The final straw seemed to come this spring, when the deputy minister visited the public Frere Hospital to investigate newspaper reports of a high incidence of infant deaths, due to staffing shortages and lack of resources.
She called the quality of healthcare at Frere "a national emergency," the tip of the iceberg in a failing public hospital system.
In August, after taking a June 12 trip that she says she assumed had been approved, Madlala-Routledge was finally let go from her post.
She will continue to serve as an ANC parliamentarian on the back benches.
"The government wishes to reaffirm its commitment to the national policy and strategic plan on HIV and AIDS. The government's position will not be affected by any changes in leadership at any level," said Themba Maseko, SA government spokesman, in a statement to reporters.
Fired for slamming her bosses?
Supporters say Madlala-Routledge was set up after she launched a series of hard-hitting statements against both her boss and President Mbeki.
Soon after assuming office in 1999, Mbeki questioned the scientific link between the HIV virus and AIDS.
His statement caused an uproar among AIDS activists, who said that Mbeki's statement would confuse South Africans and undo years of careful public messages about the need to avoid unprotected sex.
Mbeki has never retracted his statement.
Nathan Geffen, spokesperson for Treatment Action Campaign in Cape Town, says that the dismissal of the deputy minister has "raised deep fears among us that this will undermine the strategic plan."
Many AIDS activists worry that, without Madlala-Routledge, AIDS policy will be undermined by her boss, Health Minister Manto Tshabalala-Msimang.
Ms.
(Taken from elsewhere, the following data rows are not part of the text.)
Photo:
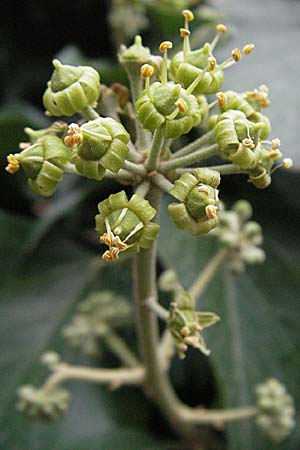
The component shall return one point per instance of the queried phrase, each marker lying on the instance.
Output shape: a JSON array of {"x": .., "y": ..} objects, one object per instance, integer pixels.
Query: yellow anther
[
  {"x": 147, "y": 70},
  {"x": 275, "y": 143},
  {"x": 188, "y": 15},
  {"x": 184, "y": 32},
  {"x": 222, "y": 99},
  {"x": 181, "y": 105},
  {"x": 74, "y": 135},
  {"x": 275, "y": 154},
  {"x": 197, "y": 327},
  {"x": 248, "y": 49},
  {"x": 192, "y": 340},
  {"x": 185, "y": 331},
  {"x": 212, "y": 62},
  {"x": 248, "y": 143},
  {"x": 203, "y": 188},
  {"x": 165, "y": 45},
  {"x": 236, "y": 54},
  {"x": 211, "y": 211},
  {"x": 287, "y": 163},
  {"x": 24, "y": 145},
  {"x": 111, "y": 255},
  {"x": 13, "y": 164},
  {"x": 264, "y": 102},
  {"x": 221, "y": 28}
]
Tshabalala-Msimang is nicknamed Dr. Beetroot for her focus on nutrition in preventing AIDS rather than on treatment such as anti-retroviral drugs.
"Raw garlic and the skin of a lemon – not only do they give you a beautiful face and skin, but they also protect you from disease," the health minister once told a reporter.
Such statements have a negative effect, says Mr. Geffen, but the greater effect comes from actions the government has failed to take, rather than the misinformation they have spread.
"What you're not seeing is a massive information campaign by leaders, getting on radio, telling people to get tested if necessary, to get treatment, to use condoms to avoid unprotected sex," says Geffen. "That should be the message, but instead the message they are getting is confusing."